Recipe by MsPia
Italian Chicken Salad
Top Review by Ppaperdoll
We loved this. It was very easy to put together, and very very yummy! I did make a couple of substitutions: I used 1/4 cup oil, and 1/4 cup water to the dressing, and had to substitute red onion for the shallots. I didn't have any brocconcini, so I used 3/4 cup shredded mozzerella. You do need to add all the dressing. (I thought at first that it seemed a lot, but there's not a lot of flavour in the chicken or cheese, so it needs all the dressing. And a word of caution: watch the crutons carefully. I nearly burned mine! My husband's even asked for a print out of the recipe so he can make it himself. I guess that means this is a keeper! Thanks Ms. Pia!
For the croutons
- 4 cups cubes Italian bread (from a 1/2 lb crusty round loaf)
- 2 tablespoons extra virgin olive oil
- 1⁄4 teaspoon salt
For the vinaigrette dressing
- 1⁄4 cup red wine vinegar
- 2 teaspoons Dijon mustard
- 2 tablespoons finely chopped shallots
- 1 teaspoon sugar
- 1⁄4 teaspoon salt
- 1⁄8 teaspoon black pepper
- 1⁄2 cup extra virgin olive oil
For the salad
- 2 cups coarsely shredded cooked chicken (1/2 lb, from a rotisserie chicken)

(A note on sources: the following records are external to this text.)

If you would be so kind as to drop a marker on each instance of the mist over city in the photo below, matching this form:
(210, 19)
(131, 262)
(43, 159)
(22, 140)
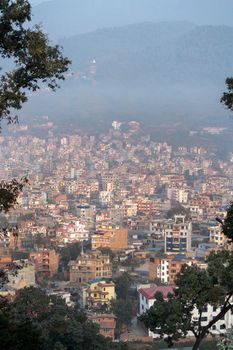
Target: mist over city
(116, 174)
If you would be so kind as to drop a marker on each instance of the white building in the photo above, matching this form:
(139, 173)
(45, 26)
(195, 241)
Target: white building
(217, 236)
(177, 233)
(146, 299)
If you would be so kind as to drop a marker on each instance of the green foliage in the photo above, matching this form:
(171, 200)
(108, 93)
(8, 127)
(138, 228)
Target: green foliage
(37, 321)
(227, 342)
(227, 98)
(35, 60)
(9, 191)
(196, 288)
(227, 226)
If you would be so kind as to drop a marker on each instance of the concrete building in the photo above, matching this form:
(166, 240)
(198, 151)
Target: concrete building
(89, 266)
(146, 299)
(98, 292)
(46, 262)
(25, 276)
(115, 238)
(107, 324)
(178, 235)
(165, 269)
(217, 236)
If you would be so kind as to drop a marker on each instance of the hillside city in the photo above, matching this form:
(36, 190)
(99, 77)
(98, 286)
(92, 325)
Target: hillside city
(112, 216)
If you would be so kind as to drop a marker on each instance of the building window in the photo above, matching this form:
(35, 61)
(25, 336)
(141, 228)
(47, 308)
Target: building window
(204, 319)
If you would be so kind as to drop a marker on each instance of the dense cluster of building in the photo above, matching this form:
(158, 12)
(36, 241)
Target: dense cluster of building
(149, 204)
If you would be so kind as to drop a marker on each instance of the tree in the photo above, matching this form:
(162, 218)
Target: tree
(227, 98)
(227, 342)
(35, 63)
(227, 223)
(172, 318)
(49, 324)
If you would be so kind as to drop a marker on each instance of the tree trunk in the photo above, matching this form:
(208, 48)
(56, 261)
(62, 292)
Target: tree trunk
(198, 341)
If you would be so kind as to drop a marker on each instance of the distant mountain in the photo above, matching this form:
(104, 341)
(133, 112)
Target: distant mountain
(167, 70)
(70, 17)
(165, 53)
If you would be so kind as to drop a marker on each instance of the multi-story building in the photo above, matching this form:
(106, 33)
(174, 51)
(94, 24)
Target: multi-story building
(178, 235)
(165, 269)
(89, 266)
(146, 299)
(25, 276)
(217, 236)
(98, 292)
(107, 324)
(115, 238)
(46, 262)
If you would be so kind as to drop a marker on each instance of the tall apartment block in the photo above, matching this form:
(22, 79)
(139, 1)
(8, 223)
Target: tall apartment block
(115, 238)
(89, 266)
(178, 235)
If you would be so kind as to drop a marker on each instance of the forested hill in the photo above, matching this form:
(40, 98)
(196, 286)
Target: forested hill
(174, 70)
(156, 53)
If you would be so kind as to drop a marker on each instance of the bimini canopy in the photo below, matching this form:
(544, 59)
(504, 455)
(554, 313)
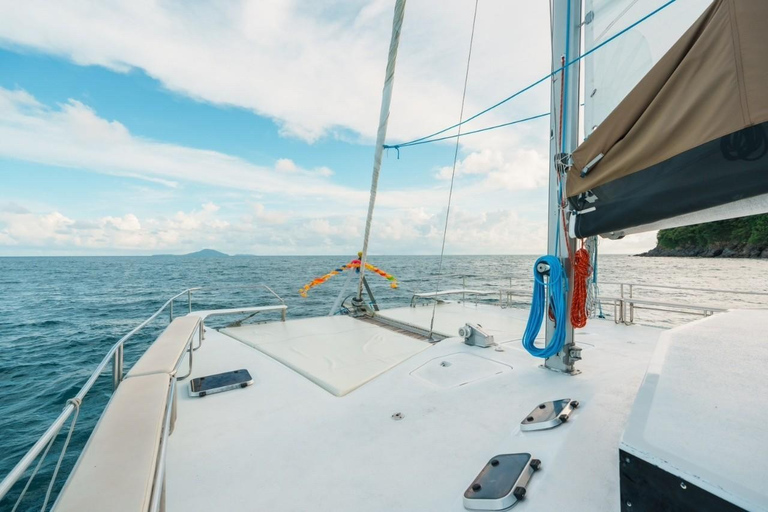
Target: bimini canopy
(689, 142)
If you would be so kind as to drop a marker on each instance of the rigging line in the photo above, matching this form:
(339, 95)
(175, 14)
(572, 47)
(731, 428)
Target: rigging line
(386, 99)
(453, 170)
(621, 15)
(541, 80)
(488, 128)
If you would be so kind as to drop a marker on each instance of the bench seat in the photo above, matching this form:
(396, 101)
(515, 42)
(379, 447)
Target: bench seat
(116, 469)
(164, 354)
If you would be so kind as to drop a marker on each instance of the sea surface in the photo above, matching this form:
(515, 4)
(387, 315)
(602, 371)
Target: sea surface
(59, 316)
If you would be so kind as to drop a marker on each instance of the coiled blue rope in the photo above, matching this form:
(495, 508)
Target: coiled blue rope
(555, 289)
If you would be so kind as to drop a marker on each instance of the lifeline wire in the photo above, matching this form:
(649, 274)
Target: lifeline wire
(453, 171)
(424, 139)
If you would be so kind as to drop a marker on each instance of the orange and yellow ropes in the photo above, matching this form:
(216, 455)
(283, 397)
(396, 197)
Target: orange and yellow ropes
(354, 264)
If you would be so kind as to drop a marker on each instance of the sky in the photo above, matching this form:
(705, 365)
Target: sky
(162, 126)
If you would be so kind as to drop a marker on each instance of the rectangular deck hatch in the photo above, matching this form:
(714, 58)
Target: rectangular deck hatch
(220, 382)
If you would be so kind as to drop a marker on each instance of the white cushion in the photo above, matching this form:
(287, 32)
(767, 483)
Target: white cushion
(116, 470)
(164, 354)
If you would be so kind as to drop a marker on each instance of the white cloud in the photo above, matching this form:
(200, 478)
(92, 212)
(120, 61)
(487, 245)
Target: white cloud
(317, 70)
(516, 169)
(75, 136)
(313, 67)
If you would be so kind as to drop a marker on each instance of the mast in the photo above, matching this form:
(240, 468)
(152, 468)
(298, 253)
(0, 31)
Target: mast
(566, 39)
(381, 135)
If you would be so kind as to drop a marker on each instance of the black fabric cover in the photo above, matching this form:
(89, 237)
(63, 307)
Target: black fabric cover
(721, 171)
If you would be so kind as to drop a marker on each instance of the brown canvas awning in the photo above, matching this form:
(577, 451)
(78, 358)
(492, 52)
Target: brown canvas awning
(692, 127)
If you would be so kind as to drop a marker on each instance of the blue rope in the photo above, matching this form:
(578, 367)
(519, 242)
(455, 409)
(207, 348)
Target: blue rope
(424, 140)
(555, 290)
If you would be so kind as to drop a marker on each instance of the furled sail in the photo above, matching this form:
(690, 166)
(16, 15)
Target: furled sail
(689, 142)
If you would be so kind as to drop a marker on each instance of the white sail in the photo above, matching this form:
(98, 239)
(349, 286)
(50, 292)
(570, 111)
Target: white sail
(611, 72)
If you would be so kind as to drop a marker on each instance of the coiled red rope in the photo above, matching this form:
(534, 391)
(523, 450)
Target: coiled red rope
(582, 270)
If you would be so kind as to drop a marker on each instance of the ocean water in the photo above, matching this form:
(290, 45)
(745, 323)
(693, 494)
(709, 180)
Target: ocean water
(59, 316)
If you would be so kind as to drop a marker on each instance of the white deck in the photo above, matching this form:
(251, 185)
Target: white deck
(286, 444)
(322, 349)
(701, 411)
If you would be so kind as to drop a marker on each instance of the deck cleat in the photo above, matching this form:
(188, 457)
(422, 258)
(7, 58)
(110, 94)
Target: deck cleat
(502, 482)
(548, 415)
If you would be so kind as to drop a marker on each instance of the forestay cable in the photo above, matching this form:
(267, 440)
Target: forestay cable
(537, 82)
(386, 100)
(453, 171)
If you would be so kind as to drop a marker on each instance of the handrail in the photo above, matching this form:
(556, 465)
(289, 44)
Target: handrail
(244, 287)
(462, 291)
(115, 353)
(684, 288)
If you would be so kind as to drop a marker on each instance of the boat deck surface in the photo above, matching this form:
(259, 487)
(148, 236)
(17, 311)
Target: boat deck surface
(287, 444)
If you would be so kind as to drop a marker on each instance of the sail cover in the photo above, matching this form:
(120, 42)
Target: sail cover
(691, 136)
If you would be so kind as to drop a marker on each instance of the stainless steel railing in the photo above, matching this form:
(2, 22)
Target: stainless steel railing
(627, 302)
(624, 304)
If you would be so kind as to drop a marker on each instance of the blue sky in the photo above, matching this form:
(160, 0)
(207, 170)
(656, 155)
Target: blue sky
(138, 128)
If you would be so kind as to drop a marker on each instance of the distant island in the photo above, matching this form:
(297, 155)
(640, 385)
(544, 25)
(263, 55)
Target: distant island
(746, 237)
(205, 253)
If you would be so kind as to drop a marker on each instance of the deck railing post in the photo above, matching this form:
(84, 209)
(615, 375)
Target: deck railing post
(117, 367)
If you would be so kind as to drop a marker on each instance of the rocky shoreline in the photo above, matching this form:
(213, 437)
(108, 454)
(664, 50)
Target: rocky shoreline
(719, 251)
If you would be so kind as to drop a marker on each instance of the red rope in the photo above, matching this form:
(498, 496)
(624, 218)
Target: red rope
(581, 272)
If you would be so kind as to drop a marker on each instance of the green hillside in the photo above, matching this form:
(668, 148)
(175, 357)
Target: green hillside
(743, 237)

- 1 cup bocconcini (small fresh mozzarella balls, 6 oz)
- 2 romaine lettuce hearts, torn into bite-size pieces (3/4 lb total)
- 1 (8 ounce) jar roasted red peppers, rinsed, drained, and cut lengthwise into 1/4 inch wide strips
- 1 cup assorted marinated oil-cured olives (5 oz)

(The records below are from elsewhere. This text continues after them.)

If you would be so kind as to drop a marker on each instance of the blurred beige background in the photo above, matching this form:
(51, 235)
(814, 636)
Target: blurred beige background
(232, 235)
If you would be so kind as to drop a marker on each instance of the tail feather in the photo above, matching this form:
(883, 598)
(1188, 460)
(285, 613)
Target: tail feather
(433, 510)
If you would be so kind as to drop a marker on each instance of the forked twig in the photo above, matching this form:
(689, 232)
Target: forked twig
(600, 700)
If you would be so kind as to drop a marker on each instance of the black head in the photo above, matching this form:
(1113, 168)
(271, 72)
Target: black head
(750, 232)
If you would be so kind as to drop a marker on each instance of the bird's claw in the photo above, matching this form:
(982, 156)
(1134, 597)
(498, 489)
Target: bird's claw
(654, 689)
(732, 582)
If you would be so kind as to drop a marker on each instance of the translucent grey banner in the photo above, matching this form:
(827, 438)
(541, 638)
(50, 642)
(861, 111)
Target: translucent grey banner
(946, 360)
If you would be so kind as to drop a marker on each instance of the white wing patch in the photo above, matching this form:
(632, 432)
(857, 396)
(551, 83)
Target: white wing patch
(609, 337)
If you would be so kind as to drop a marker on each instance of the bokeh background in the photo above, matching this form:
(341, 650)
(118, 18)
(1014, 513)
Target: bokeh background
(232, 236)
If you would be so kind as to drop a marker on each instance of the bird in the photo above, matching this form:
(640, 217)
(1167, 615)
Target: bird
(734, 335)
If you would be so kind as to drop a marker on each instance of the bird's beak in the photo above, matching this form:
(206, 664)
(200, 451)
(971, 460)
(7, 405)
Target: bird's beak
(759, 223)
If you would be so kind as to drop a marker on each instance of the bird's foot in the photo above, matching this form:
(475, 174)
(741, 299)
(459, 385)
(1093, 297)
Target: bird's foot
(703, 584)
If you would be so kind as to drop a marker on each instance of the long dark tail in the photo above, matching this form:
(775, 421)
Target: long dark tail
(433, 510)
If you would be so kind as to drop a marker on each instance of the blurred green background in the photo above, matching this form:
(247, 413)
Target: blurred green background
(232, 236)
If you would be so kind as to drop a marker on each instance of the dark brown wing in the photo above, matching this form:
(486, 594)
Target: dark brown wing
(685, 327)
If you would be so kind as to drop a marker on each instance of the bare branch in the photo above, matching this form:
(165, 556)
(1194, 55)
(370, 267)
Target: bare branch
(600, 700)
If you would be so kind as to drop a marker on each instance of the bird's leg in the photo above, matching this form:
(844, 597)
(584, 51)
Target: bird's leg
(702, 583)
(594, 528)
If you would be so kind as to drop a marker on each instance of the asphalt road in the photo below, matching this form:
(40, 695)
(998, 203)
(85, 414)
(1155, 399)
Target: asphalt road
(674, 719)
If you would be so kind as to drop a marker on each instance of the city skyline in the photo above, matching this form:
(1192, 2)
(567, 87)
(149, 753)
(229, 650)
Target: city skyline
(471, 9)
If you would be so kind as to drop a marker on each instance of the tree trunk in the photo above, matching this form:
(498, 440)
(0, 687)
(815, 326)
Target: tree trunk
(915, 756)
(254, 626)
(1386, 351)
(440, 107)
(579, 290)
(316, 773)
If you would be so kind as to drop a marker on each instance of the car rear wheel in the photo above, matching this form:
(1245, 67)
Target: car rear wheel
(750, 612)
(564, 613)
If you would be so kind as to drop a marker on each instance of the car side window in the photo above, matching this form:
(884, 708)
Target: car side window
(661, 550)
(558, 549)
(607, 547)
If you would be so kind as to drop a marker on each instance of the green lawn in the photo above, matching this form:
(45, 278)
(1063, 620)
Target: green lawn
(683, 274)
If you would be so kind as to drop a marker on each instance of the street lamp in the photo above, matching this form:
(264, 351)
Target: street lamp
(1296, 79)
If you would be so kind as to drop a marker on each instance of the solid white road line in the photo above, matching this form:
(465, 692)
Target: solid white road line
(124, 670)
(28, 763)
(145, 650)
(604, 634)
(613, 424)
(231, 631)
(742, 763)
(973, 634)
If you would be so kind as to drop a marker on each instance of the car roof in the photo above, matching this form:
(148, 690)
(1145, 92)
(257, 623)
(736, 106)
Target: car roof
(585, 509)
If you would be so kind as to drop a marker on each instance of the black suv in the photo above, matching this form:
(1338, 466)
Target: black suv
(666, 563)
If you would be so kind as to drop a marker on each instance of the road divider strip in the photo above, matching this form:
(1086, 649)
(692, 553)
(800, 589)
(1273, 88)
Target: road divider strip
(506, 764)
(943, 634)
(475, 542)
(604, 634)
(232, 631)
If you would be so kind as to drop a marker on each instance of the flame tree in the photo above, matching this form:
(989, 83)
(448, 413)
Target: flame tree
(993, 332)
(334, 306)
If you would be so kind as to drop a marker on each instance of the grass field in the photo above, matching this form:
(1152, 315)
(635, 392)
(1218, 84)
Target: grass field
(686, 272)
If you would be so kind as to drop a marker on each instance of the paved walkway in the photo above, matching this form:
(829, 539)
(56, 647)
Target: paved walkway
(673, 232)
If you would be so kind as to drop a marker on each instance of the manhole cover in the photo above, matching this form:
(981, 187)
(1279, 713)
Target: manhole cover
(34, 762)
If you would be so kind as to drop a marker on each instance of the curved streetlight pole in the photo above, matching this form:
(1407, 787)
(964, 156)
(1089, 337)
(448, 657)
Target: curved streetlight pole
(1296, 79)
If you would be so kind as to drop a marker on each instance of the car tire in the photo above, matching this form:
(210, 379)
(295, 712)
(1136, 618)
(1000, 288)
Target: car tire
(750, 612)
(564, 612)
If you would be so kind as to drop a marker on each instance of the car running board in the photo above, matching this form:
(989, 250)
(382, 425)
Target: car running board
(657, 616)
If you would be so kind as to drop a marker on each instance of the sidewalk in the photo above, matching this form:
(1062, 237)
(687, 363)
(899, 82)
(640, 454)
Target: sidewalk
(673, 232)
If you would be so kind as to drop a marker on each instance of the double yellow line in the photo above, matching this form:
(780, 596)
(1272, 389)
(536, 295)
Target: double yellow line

Directions See How It's Made
- Prepare the croutons:
- Put oven rack in middle position and preheat oven to 400°F
- Toss bread cubes with olive oil and salt in a large shallow baking pan and spread in 1 layer. Bake, turning over once, until golden and crisp, about 8 minutes. Cool in pan on a rack.
- Make vinaigrette dressing and begin preparing salad while croutons bake:
- Whisk together all vinaigrette ingredients except olive oil in a small bowl until combined. Add olive oil in a slow stream, whisking until emulsified.
- Toss chicken and bocconcini mozzarella together with 1/4 cup vinaigrette in a bowl and let stand 10 minutes to allow flavors to develop.
- Prepare the salad:
- Toss together romaine lettuce, red peppers, olives, chicken and bocconcini mixture, croutons, and remaining vinaigrette in a large bowl until combined. Makes 4 main-course servings.